Random walk can be used to compute the distance between every pair of nodes node-B and node-C.  Lets focus on undirected graph for now.  A random walker starts at node-B, throw a dice and has beta probability that it randomly pick a neighbor to visit based on the weight of links, and with 1 - beta probability that it will teleport back to the original node-v.  At an infinite number of steps, the probability distribution of landing on node-w will be high if node-B and node-C belongs to the same community.  The intuition here is that the random walker tends to be trapped within the community so all nodes that has high probability distribution tends to be within the same community as node-B (where the random walker is started).

Notice that the pick of beta is important.  If it is too big (close to 1), then the probability after converging is independent of the starting node (ie: the probability distribution only reflect the centrality of each node but not the community of the starting node).  If beta is too small (close to zero), then the walker will die down too quick before it fully explore the community's connectivity.

There is an analytical solution to this problem.


Lets M be the transition matrix before every pair of nodes. V represents the probability distribution of where the random walkers is.


 The "distance" between node-B and every other nodes is the eigenvector of M.  We can repeat the same to find out distance of all pairs of nodes, and then feed the result to a hierarchical clustering algorithm.

Label Propagation

The basic idea is that nodes observe its neighbors and set its own label to be the majority of its neighbors.
  1. Nodes are initially assigned with a unique label.
  2. In each round, each node examine the label of all its neighbors are set its own label to be the majority of its neighbors, when there is a tie, the winner is picked randomly.
  3. Until there is no more change of label assignments

Modularity Optimization

Within a community, the probability of 2 nodes having a link should be higher than if the link is just formed randomly within the whole graph.

probability of random link = deg(node-B) * deg(node-C) / (N * (N-1))
The actual link = Adjacency matrix[B, C]

Define com(B) to be community of node-B, com(C) to be community of node-C

So a utility function "Modularity" is created as follows ...
sum_over_v_w((actual - random) * delta(com(B), com(C)))


Now we examine communities that can be overlapping.  ie: A single node can belong to more than one community.

Finding Clique

Simple community detection usually starts with cliques.  Clique is a subgraph whether every node is connected to any other node.  In a K-Clique, there are K nodes and K^2 links between them.

However, communities has a looser definition, we don't require everyone to know every other people within the community, but we need them to know "enough" (maybe a certain percentage) of other people in the community.  K-core is more relaxed definition, it requires the nodes of the K-core to have connectivity to at least K other members.  There are some less popular relaxation, K-Clan requires every node to connect with every other members within K steps (path length less than K).  K-plex requires the node to connect to (N - K) members in the node where N total number of members within the K-plex.

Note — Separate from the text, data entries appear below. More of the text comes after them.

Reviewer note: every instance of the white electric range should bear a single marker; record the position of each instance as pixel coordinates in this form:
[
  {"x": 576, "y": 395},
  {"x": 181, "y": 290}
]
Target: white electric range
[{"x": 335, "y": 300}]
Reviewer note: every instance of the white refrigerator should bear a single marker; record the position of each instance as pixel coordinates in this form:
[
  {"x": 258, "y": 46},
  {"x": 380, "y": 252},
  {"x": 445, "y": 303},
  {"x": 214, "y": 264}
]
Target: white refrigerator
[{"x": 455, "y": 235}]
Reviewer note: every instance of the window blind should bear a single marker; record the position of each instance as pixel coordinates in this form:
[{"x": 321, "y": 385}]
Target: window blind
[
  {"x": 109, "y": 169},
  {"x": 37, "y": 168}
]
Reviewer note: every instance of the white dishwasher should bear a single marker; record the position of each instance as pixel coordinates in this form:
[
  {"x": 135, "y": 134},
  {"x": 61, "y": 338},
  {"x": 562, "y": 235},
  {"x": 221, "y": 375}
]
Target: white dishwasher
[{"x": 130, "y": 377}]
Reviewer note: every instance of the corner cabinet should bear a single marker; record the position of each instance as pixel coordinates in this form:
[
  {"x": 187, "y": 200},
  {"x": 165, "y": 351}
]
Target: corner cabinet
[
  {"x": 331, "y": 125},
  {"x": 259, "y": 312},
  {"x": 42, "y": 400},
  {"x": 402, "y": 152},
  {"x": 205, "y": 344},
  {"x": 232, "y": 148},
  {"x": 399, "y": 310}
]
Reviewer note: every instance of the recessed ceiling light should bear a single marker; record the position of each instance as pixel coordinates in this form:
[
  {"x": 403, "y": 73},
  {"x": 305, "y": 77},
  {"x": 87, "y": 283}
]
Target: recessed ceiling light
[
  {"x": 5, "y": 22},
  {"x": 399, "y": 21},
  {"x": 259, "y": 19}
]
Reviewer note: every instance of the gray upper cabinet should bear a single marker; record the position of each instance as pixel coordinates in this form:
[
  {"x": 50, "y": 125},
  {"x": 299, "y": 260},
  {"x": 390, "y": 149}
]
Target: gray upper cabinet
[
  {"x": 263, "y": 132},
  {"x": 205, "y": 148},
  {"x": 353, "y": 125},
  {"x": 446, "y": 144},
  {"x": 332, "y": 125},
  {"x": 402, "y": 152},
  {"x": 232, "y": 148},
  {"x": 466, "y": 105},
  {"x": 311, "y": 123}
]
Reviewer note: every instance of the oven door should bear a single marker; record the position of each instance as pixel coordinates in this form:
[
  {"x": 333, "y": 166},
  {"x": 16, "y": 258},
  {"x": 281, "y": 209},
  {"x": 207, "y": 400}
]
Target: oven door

The community is defined as the found K-core, or K-clan, or K-plex.

K-Clique Percolation

Another popular way of finding community is by rolling across adjacent K-Clique.  Two K-Clique is adjacent if they share K-1 nodes.  K is a parameter that we need to pick based on how dense we expect the community should have.

The algorithm is illustrated in following diagram.





K-Clique percolation is a popular way to identify communities which can potentially be overlapping with each other.